At the same time, Tata began to detail the sales process for the Nano in India at a lavish launch event in Mumbai.
The company said it would set up a lottery system whereby 100,000 buyers would be able to purchase the car at its original price, which is expected to be 100,000 rupees (£1,400) for the basic version.
Tata will announce the actual prices later today. It said three models of the car will be offered in India: the basic version; a version with air conditioning and a third version with air conditioning, powered front windows and other extras.
Mr Tata said that he believes the car is capable of eventually achieving annual sales of one million units a year across the sub-continent. He added that the global economic downturn had led him to think that the Nano “could be of considerable interest as a low-cost product” in the US and UK.
At the recent Geneva Motor Show, Tata unveiled the Nano Europa - a version of the car it said would pass European safety standards, something that the Indian model will not.
However, before it can set about making a mark in overseas markets, the tiny runabout, which has been designed to lure India’s middle classes away from their motorcycles, first faces a hurdle in its mission to bring motoring within the reach of India’s masses: an anticipated three-year waiting list.
Analysts estimate that there will be as many as 500,000 applications for Nanos when the company begins to take bookings for "the people's car" in India next month.
The rush of interest promises to overwhelm production capacity, which is expected to languish as low as 50,000 units over the coming year.
A new factory, capable of producing an estimated 250,000 Nanos a year, will come online only next spring after an industrial dispute forced Tata to abandon its original plant and delay the launch by seven months.
That means waiting times could stretch until 2012, by which time the model is likely to face competition from other low-cost models currently under development.
Rival projects include a joint venture between Renault-Nissan and Bajaj, the Indian two-wheeler manufacturer, which last week said it was on track to produce a Nano-type super-compact car by 2011.
The potential for bad feeling among those consumers who lose out in the lottery may prove to be the latest pitfall for a project widely regarded as emblematic of India’s economic ambitions, but which has been forced to negotiate a rocky road on its way from the drawing board to the nation’s showrooms.

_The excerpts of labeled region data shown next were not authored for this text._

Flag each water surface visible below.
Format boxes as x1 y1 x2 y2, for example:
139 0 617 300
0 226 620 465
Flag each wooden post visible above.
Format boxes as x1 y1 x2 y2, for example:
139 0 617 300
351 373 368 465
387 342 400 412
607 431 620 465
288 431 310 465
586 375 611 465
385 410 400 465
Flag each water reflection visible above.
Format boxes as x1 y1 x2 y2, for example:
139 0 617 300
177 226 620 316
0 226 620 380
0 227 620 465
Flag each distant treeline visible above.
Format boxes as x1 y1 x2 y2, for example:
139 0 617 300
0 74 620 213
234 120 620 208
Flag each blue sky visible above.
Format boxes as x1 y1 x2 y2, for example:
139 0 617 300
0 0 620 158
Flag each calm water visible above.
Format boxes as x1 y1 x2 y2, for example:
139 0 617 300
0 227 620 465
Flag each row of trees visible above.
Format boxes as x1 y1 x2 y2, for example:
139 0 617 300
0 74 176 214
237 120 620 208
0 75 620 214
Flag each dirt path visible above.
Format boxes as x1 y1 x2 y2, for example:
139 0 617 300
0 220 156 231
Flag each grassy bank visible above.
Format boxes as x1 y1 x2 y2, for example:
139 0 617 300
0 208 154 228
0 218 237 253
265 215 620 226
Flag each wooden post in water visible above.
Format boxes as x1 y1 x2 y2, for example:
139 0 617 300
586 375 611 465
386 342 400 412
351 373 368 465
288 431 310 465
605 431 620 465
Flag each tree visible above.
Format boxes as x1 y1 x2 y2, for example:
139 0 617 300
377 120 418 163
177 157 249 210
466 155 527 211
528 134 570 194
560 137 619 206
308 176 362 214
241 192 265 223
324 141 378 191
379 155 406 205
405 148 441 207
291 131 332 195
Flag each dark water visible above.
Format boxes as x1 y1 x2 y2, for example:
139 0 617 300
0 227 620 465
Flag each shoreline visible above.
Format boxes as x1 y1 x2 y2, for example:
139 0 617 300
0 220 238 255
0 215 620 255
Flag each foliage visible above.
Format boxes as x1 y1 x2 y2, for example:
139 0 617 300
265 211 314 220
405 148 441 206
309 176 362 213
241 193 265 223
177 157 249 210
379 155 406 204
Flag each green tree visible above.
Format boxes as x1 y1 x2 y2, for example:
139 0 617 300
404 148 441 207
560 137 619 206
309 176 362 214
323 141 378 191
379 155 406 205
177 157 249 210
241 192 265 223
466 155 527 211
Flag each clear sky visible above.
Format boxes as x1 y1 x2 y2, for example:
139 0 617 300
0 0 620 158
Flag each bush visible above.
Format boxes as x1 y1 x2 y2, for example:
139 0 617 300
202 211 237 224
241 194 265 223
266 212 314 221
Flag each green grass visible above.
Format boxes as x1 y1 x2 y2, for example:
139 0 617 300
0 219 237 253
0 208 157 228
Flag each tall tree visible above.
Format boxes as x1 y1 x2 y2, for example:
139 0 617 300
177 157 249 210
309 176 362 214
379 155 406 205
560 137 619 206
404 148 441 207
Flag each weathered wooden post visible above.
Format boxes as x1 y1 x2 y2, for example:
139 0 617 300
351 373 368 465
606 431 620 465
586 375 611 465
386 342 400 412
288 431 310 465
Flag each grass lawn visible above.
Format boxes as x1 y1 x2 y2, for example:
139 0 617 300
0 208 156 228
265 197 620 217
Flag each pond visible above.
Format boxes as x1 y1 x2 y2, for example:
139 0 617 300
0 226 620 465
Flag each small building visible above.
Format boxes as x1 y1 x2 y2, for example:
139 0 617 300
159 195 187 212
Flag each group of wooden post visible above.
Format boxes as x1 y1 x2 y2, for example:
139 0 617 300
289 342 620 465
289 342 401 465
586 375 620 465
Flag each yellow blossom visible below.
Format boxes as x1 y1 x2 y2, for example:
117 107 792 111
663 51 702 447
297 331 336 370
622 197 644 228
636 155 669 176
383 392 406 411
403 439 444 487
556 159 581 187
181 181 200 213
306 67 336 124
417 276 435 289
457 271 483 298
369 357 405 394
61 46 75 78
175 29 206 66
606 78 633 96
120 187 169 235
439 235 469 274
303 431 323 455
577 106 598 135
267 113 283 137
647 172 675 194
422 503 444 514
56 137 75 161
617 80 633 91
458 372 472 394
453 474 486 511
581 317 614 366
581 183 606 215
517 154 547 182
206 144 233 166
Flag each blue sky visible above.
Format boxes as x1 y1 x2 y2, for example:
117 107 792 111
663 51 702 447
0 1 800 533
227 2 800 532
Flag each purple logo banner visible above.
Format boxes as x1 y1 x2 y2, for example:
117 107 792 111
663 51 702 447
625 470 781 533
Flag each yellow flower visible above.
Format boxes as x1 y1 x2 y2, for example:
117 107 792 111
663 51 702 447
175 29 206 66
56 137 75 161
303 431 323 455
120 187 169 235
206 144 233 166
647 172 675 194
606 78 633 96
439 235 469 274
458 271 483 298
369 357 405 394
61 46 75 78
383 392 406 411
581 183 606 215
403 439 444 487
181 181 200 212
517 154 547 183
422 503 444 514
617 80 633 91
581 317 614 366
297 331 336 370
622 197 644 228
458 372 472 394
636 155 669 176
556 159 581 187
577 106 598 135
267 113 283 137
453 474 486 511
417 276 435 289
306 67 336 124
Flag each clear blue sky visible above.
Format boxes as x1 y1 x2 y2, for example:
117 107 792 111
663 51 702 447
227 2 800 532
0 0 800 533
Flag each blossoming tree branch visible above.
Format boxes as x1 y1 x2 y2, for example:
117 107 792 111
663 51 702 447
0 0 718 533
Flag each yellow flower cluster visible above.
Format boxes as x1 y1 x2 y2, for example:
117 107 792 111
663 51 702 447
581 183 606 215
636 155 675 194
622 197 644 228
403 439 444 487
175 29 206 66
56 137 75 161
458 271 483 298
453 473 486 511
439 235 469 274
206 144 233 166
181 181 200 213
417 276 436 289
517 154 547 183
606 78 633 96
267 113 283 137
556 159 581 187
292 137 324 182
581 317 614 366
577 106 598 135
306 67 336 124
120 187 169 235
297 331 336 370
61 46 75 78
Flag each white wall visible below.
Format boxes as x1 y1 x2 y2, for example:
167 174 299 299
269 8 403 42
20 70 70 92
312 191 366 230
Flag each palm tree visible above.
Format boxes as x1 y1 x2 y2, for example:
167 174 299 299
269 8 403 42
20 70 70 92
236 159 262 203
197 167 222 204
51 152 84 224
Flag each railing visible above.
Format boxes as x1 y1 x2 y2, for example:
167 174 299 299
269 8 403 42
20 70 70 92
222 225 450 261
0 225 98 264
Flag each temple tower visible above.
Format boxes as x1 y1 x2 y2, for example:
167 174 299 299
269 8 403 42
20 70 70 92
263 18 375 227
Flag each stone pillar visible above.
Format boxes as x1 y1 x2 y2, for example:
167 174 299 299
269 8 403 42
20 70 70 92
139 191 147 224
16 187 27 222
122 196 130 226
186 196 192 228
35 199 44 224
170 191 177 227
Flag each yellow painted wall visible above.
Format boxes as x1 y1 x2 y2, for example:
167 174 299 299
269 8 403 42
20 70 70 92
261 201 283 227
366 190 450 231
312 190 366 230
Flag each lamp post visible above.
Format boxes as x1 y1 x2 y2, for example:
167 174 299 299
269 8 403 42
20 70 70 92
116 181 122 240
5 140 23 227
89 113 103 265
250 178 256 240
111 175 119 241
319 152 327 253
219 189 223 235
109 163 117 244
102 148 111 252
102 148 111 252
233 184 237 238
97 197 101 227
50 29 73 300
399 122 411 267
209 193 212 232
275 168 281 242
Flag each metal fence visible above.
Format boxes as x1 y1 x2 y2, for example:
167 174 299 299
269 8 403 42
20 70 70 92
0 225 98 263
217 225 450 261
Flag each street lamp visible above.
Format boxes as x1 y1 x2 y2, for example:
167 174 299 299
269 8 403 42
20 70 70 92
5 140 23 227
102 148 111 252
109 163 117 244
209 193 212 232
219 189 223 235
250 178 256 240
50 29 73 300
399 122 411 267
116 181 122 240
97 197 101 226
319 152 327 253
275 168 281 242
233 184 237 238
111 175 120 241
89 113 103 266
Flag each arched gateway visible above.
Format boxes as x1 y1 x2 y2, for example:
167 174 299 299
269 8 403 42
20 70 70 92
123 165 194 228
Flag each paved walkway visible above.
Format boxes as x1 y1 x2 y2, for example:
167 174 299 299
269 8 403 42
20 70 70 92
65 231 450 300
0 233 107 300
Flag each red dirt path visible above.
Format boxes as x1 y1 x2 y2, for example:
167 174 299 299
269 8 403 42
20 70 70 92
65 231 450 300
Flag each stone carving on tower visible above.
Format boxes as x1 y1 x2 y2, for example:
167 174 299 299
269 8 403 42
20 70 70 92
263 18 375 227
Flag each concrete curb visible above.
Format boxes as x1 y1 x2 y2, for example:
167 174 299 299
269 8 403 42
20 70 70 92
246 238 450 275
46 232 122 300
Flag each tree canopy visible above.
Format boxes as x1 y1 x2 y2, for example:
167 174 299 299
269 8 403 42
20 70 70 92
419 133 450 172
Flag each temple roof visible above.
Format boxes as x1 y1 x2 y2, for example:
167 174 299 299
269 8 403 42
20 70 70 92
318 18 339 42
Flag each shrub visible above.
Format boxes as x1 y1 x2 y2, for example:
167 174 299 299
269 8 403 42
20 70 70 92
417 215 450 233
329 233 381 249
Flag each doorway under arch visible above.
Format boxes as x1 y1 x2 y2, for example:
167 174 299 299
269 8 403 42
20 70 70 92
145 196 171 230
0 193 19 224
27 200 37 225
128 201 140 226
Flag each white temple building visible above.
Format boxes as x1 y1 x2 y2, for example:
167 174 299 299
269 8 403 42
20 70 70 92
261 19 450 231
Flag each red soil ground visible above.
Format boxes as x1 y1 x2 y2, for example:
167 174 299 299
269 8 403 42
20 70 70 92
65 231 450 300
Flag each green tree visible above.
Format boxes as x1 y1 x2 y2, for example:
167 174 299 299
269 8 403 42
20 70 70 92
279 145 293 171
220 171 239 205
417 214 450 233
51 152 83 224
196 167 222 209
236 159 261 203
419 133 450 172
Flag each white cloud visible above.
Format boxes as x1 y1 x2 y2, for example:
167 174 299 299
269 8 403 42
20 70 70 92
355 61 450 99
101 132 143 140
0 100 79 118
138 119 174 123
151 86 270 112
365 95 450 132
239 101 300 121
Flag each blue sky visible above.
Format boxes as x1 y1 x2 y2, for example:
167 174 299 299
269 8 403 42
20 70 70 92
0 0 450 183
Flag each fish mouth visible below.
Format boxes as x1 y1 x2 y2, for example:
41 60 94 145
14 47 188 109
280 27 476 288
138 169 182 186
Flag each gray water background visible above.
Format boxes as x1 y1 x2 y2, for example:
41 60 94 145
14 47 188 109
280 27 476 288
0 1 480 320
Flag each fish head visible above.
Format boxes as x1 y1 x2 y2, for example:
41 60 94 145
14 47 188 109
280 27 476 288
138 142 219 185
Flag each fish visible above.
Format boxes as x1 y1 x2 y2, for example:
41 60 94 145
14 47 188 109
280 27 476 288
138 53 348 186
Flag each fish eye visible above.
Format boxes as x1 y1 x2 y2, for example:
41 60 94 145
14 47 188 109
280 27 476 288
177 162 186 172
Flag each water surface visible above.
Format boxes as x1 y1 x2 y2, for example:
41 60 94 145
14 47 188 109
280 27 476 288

Tata’s problems began in earnest last year when a row erupted over the land on which the company had begun building a new factory to produce the ultra-cheap car.
Farmers in the state of West Bengal alleged that the site was stolen from them and mounted violent demonstrations that forced the company to abandon the partly-built plant at a cost of as much as $350 million (£240 million). The disruption delayed the launch of the Nano by seven months.
The company has since begun to build a factory at a new location, in the western state of Gujarat, but production there is not expected to start until 2010.
The Nano delay has contributed to a wretched period for Tata Motors, which recently posted its first quarterly loss in seven years and whose shares have lost three quarters of their value in the past year.
Compounding the company’s woes, its credit rating has been downgraded to junk status in the wake of its debt-fuelled acquisition of Jaguar Land Rover last year.
Analysts believe that Tata may have to wait six years for the Nano to show a profit.